Dans un contexte économique où certains secteurs, de l'énergie ou des transports, réalisent des profits élevés dont nous avons beaucoup parlé depuis un an, il est normal que les salariés reçoivent une juste part de leur contribution lorsque les entreprises dégagent des bénéfices. Le dispositif initialement envisagé par les partenaires sociaux confiait au seul employeur le soin de définir ce qu'est une augmentation exceptionnelle des bénéfices. Face au risque d'incompétence négative du législateur, le projet de loi – que vous avez modifié dans une saisine rectificative, monsieur le ministre – a entendu confier cette mission à la négociation collective. Toutefois, pour tenir compte des réserves émises par le Conseil d'État, il semble que la définition doive être précisée. Cela fera l'objet d'une discussion qui se tiendra dans les prochaines heures entre organisations syndicales et patronales

L'article 6 complète le mécanisme de la PPV et proroge, jusqu'à la fin de 2026, sa composante exceptionnelle en soutien au pouvoir d'achat du personnel des seules entreprises de moins de cinquante salariés. Cet outil est plébiscité par les chefs d'entreprise. Il convient, à mon avis, de le conserver. Ces mesures sont de nature à conforter le succès de la PPV qui a bénéficié, en 2022, à 25 % des salariés du secteur privé pour un montant de 4,4 milliards d'euros.

L'article 7 s'attache à la création d'un nouvel outil, le plan de partage de la valorisation de l'entreprise, qui nous semble intéressant et vise à mieux faire partager l'accroissement de valeur sans ajuster les droits de gouvernance.

Après l'article 8, de coordination, le titre III présente plusieurs mesures de simplification que les partenaires sociaux ont appelées de leurs vœux, dont la sécurisation d'accords d'intéressement ou encore la simplification les procédures de révision des plans d'épargne interentreprises, pour ne citer que celles-là.

Le titre IV met un point d'honneur à favoriser l'actionnariat salarié, outil très efficace d'association des salariés à leur entreprise. Il permet de rehausser les plafonds d'attribution gratuite d'actions (AGA), évoqués par M. le ministre.

Nous aurons l'occasion d'approfondir ces différents articles.

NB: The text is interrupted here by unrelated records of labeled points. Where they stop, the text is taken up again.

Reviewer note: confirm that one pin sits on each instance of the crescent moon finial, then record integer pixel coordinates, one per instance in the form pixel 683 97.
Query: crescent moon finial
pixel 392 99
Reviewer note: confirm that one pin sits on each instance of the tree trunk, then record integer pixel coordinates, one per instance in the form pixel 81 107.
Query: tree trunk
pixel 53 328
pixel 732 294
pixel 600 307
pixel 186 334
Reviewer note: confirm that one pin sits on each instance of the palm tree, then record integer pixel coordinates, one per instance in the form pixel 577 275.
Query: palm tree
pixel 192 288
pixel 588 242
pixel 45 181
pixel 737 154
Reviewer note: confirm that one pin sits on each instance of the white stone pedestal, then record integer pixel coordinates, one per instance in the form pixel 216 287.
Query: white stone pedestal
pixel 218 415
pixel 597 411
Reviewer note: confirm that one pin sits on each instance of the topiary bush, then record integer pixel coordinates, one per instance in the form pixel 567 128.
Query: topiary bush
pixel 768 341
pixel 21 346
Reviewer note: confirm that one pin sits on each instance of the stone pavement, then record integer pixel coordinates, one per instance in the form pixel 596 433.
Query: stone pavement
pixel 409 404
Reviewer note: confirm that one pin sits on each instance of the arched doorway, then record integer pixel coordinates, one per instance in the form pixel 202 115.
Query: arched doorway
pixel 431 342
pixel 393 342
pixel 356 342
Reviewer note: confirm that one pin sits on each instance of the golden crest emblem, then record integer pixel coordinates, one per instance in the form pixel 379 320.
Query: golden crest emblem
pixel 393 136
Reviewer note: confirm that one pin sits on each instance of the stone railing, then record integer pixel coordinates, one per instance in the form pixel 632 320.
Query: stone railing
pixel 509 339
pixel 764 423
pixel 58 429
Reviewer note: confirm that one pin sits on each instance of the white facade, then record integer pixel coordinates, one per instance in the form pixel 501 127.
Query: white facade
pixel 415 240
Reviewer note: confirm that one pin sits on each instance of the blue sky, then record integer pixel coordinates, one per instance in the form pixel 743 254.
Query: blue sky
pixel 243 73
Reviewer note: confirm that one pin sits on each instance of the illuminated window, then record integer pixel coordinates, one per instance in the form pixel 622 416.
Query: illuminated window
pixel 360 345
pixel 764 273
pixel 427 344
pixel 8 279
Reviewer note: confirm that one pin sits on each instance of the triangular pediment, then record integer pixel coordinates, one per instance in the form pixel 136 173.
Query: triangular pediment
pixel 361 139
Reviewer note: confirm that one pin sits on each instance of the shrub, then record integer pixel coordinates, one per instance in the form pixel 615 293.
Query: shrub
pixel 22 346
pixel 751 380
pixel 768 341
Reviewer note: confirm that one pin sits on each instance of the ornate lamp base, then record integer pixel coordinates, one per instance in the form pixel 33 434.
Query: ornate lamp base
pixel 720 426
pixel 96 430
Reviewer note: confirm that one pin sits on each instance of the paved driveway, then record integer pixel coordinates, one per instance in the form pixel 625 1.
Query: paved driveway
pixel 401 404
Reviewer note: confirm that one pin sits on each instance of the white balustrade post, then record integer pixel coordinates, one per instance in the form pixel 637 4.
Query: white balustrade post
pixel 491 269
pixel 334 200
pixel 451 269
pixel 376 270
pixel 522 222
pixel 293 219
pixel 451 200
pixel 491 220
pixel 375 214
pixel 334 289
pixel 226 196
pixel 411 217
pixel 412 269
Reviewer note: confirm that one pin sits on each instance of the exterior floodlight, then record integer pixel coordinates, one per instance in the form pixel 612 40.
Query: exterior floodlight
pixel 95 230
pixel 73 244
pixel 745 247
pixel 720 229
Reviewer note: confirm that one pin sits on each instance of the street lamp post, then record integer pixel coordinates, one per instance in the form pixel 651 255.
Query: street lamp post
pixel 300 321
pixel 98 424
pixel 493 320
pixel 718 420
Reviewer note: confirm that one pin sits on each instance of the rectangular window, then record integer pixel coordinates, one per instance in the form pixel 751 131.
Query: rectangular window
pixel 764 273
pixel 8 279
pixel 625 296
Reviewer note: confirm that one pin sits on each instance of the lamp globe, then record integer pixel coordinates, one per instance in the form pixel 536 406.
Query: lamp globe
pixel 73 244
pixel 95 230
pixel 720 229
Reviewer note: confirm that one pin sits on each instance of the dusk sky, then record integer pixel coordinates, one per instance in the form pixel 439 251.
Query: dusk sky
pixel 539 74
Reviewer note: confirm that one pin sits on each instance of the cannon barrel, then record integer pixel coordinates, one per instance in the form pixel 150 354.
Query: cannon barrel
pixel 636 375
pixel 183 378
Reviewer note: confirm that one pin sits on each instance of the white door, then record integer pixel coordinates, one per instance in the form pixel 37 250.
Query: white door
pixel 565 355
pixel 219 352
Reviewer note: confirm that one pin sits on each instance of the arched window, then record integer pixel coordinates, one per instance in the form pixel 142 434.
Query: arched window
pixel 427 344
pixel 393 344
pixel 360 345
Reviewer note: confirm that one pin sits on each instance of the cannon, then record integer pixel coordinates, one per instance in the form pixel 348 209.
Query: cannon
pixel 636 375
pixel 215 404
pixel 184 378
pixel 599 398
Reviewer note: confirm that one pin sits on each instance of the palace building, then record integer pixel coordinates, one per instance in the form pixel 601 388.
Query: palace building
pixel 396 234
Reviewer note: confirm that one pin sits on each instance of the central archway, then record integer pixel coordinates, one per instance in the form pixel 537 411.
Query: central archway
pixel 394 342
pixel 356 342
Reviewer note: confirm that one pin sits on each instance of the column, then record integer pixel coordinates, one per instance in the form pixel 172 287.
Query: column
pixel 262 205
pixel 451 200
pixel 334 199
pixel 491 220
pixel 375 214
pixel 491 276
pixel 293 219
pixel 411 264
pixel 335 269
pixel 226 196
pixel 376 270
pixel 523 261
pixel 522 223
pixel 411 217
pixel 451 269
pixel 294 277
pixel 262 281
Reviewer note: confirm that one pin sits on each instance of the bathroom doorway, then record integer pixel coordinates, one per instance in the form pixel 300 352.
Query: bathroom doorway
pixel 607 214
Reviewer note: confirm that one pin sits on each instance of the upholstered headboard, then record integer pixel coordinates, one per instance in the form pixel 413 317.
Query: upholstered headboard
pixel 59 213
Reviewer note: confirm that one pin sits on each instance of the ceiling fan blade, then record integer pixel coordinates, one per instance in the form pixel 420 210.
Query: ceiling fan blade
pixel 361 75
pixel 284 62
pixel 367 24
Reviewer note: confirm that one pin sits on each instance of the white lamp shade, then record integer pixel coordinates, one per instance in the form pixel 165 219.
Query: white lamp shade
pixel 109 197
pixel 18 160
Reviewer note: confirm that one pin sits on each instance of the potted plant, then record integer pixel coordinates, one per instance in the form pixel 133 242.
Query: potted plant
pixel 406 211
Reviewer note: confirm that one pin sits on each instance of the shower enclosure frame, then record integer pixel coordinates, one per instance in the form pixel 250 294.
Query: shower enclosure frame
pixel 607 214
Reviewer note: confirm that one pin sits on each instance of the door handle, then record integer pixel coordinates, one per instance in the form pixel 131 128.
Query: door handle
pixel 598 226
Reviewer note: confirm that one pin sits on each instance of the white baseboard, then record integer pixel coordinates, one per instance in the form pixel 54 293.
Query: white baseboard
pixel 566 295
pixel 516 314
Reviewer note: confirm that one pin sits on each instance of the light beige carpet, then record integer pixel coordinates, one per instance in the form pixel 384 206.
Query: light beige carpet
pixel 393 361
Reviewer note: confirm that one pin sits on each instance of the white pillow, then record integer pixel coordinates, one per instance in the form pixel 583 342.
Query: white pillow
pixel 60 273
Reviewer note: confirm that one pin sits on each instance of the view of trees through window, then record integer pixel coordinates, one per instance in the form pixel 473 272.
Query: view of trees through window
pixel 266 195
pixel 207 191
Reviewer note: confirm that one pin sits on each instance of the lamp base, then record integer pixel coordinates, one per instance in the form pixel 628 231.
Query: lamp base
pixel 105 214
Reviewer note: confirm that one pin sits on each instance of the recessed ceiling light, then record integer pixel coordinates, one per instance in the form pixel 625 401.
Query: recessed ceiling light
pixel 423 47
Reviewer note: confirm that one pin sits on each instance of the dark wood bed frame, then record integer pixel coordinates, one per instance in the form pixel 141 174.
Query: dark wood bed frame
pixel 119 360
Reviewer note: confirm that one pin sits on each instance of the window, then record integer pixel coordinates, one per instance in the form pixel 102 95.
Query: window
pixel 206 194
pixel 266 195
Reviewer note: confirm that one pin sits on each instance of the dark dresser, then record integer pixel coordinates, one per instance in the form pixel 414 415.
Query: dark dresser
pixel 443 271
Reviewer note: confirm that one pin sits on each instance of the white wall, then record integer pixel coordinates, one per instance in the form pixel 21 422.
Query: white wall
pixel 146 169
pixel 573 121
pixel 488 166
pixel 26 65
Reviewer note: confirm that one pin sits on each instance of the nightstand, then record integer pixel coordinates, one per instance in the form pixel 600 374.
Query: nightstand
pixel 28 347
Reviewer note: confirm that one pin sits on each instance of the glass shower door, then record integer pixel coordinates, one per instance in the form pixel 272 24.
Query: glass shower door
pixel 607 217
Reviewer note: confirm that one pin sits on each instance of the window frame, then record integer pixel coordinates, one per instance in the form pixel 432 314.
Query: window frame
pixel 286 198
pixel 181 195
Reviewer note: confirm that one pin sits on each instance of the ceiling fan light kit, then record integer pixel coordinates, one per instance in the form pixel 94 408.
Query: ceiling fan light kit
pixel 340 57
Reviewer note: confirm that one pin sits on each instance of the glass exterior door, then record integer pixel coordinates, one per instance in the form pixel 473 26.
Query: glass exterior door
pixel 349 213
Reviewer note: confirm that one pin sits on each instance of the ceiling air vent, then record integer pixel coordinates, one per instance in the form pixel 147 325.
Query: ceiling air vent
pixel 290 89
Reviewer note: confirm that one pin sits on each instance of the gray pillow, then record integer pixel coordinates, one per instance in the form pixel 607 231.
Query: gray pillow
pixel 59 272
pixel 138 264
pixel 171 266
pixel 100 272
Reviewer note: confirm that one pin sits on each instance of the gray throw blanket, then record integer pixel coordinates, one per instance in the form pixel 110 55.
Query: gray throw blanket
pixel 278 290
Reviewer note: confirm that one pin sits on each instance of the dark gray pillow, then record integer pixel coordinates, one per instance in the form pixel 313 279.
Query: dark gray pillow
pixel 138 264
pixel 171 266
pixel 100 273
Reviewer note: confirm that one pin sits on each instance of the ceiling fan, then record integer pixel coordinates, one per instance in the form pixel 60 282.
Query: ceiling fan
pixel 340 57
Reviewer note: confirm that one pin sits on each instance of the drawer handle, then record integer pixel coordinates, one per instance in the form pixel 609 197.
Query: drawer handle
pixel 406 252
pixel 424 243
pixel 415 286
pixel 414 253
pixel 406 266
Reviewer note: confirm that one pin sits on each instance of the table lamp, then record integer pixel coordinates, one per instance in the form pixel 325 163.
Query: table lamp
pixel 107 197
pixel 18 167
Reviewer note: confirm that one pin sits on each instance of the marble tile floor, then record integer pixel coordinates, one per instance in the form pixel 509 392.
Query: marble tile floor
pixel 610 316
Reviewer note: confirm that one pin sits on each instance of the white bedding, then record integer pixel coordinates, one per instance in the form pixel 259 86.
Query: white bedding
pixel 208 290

Les partenaires sociaux ont rempli leur mission, lors de discussions difficiles. Nous les avons auditionnés à plusieurs reprises avec ma collègue Eva Sas, que je remercie pour la qualité des travaux que nous avons menés ensemble lors de la mission d'information, ainsi que les administrateurs de l'Assemblée qui ont réalisé un travail formidable.

Chers collègues, à nous de remplir la nôtre et de montrer que, face à l'enjeu, la démocratie parlementaire est à la hauteur de la démocratie sociale.